The offspring of a brooding sea anemone transition from using egg yolks to pre-natal, then post-natal, parental feeding during their development, according to a study published April 22, 2016 in the open-access journal PLOS ONE by Annie Mercier from Memorial University, Canada, and colleagues.
Brooding sea anemones incubate eggs within their central body cavity, later releasing fully formed juveniles, but little is known about the feeding mechanisms used during these stages. The authors of the present study characterized the brooding process of Aulactinia stella, a live-bearing sea anemone found in Atlantic Canada, and compared the fatty acid make-up of adults and juveniles to detect shifts in nutritional resources during development.

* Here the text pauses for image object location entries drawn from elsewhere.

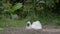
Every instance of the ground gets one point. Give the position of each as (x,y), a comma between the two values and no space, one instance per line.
(23,30)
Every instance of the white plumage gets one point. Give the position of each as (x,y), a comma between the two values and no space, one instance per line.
(35,25)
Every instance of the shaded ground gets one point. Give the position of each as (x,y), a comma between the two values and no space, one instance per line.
(23,30)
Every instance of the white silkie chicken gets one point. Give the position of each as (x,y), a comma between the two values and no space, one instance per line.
(28,26)
(35,25)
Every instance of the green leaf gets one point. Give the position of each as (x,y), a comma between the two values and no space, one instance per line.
(16,6)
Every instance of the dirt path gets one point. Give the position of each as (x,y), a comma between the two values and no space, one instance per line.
(22,30)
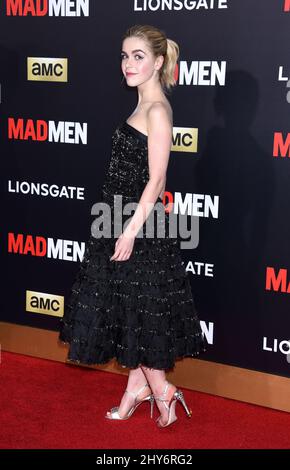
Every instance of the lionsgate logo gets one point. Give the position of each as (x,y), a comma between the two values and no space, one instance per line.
(155,225)
(177,5)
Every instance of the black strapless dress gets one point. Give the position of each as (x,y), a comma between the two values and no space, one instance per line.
(140,311)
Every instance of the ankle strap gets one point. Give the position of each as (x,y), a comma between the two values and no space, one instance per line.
(135,394)
(163,395)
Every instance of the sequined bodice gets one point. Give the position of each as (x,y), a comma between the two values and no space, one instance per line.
(128,171)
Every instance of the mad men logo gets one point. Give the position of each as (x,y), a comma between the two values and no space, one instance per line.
(277,282)
(281,146)
(184,139)
(176,5)
(200,73)
(46,69)
(47,7)
(67,250)
(42,131)
(207,330)
(199,205)
(40,302)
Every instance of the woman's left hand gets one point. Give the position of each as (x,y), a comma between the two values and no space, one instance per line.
(123,247)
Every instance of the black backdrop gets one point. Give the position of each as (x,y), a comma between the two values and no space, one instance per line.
(245,322)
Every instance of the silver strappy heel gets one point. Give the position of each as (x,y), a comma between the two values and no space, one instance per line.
(114,412)
(177,396)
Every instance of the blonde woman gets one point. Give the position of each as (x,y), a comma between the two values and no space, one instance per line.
(132,299)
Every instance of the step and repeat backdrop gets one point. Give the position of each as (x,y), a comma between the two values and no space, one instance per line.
(61,98)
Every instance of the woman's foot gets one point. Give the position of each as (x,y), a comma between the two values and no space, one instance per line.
(129,399)
(163,398)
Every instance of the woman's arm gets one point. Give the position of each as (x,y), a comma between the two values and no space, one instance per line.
(159,145)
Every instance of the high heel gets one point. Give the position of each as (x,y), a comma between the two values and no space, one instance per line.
(177,396)
(114,412)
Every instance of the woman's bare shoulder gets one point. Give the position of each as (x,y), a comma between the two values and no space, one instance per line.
(163,107)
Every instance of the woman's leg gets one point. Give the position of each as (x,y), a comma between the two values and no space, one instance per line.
(135,381)
(157,381)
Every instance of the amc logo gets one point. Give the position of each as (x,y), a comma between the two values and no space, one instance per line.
(184,139)
(40,302)
(46,69)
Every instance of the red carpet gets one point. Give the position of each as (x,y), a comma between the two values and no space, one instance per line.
(50,405)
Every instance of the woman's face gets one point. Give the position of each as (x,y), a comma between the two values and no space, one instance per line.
(137,62)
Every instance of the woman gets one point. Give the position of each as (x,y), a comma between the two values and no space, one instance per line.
(132,298)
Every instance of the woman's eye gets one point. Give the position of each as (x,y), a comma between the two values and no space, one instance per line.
(137,55)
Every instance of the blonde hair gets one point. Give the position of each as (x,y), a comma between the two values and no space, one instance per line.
(159,44)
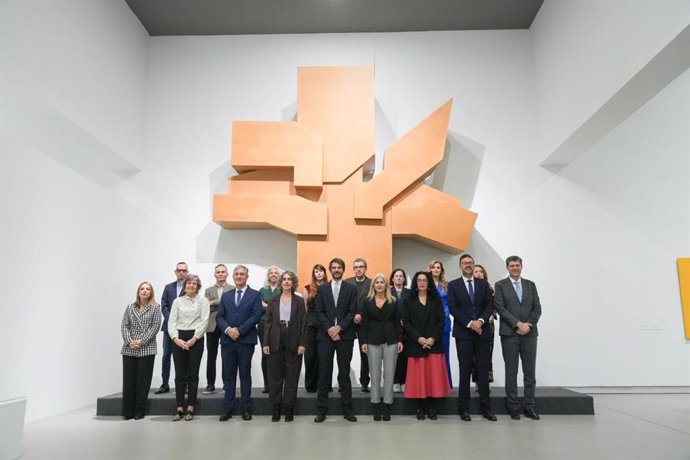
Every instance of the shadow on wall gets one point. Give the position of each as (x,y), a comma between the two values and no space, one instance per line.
(458,173)
(413,256)
(484,254)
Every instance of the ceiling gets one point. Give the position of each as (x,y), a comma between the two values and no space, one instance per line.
(242,17)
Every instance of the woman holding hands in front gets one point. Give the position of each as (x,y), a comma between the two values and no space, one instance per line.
(284,345)
(423,318)
(381,338)
(186,326)
(140,325)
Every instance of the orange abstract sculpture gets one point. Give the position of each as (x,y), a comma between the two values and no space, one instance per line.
(307,177)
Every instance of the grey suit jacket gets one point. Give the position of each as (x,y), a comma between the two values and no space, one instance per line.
(211,294)
(511,310)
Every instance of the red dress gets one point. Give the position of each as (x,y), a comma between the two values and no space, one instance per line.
(427,375)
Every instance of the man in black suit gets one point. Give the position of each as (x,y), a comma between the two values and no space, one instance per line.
(471,303)
(517,303)
(335,310)
(238,313)
(170,293)
(362,282)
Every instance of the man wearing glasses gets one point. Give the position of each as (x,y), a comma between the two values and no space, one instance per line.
(171,292)
(362,283)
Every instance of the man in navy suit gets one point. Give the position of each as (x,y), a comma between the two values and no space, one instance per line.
(238,314)
(471,303)
(517,302)
(170,293)
(335,311)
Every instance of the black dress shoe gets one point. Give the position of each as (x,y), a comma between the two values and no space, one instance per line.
(289,413)
(163,389)
(529,413)
(489,416)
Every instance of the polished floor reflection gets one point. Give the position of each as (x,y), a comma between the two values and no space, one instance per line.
(626,426)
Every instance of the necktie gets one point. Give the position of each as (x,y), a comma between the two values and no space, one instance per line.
(336,292)
(518,290)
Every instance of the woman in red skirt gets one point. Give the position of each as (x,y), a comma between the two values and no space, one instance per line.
(423,319)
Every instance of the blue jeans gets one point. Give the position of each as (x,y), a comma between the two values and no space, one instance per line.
(237,356)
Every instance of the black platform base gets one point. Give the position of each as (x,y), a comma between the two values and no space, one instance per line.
(550,400)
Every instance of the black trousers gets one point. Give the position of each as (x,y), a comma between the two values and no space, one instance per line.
(136,383)
(264,361)
(311,361)
(212,345)
(187,363)
(343,351)
(284,367)
(473,352)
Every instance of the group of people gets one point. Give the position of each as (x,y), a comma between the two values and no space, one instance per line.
(403,337)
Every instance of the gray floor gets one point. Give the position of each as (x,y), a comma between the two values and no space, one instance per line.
(626,426)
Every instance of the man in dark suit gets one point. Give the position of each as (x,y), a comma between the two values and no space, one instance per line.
(362,283)
(517,303)
(213,333)
(170,293)
(335,310)
(471,303)
(238,313)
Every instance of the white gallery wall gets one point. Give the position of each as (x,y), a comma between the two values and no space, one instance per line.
(113,143)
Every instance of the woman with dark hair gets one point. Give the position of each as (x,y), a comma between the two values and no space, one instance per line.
(381,339)
(270,291)
(399,292)
(439,277)
(186,325)
(284,345)
(311,359)
(427,378)
(140,325)
(480,272)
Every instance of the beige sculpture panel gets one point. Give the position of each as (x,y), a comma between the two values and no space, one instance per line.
(306,177)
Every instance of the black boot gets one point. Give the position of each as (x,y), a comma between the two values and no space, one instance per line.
(386,412)
(289,413)
(421,413)
(276,413)
(376,410)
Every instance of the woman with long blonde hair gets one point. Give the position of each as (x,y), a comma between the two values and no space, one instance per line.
(439,278)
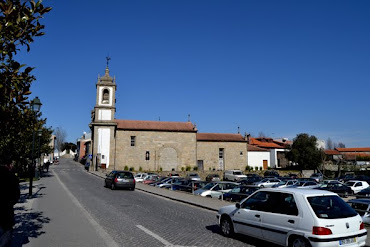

They found that parent anemones raised multiple small clutches in their body cavities for a prolonged period, during which the developing clutches underwent remarkable dietary shifts. Initially, all nutrition obtained by the offspring came from yolk contained in the eggs, but juveniles later transitioned to passive nourishment from the parent instead (pre-natal feeding). Once hatched or released juveniles developed functional feeding organs, they began to nurse (post-natal feeding) and ultimately switched to external food sources, no longer dependent on the adult for nutrition.
In addition, the authors found that the size variation within the clutch may be indications of parent-offspring conflicts or sibling rivalry.
The authors hope that these findings will be useful in exploring the evolution of young-feeding mechanisms, both in cnidarians and in other animals.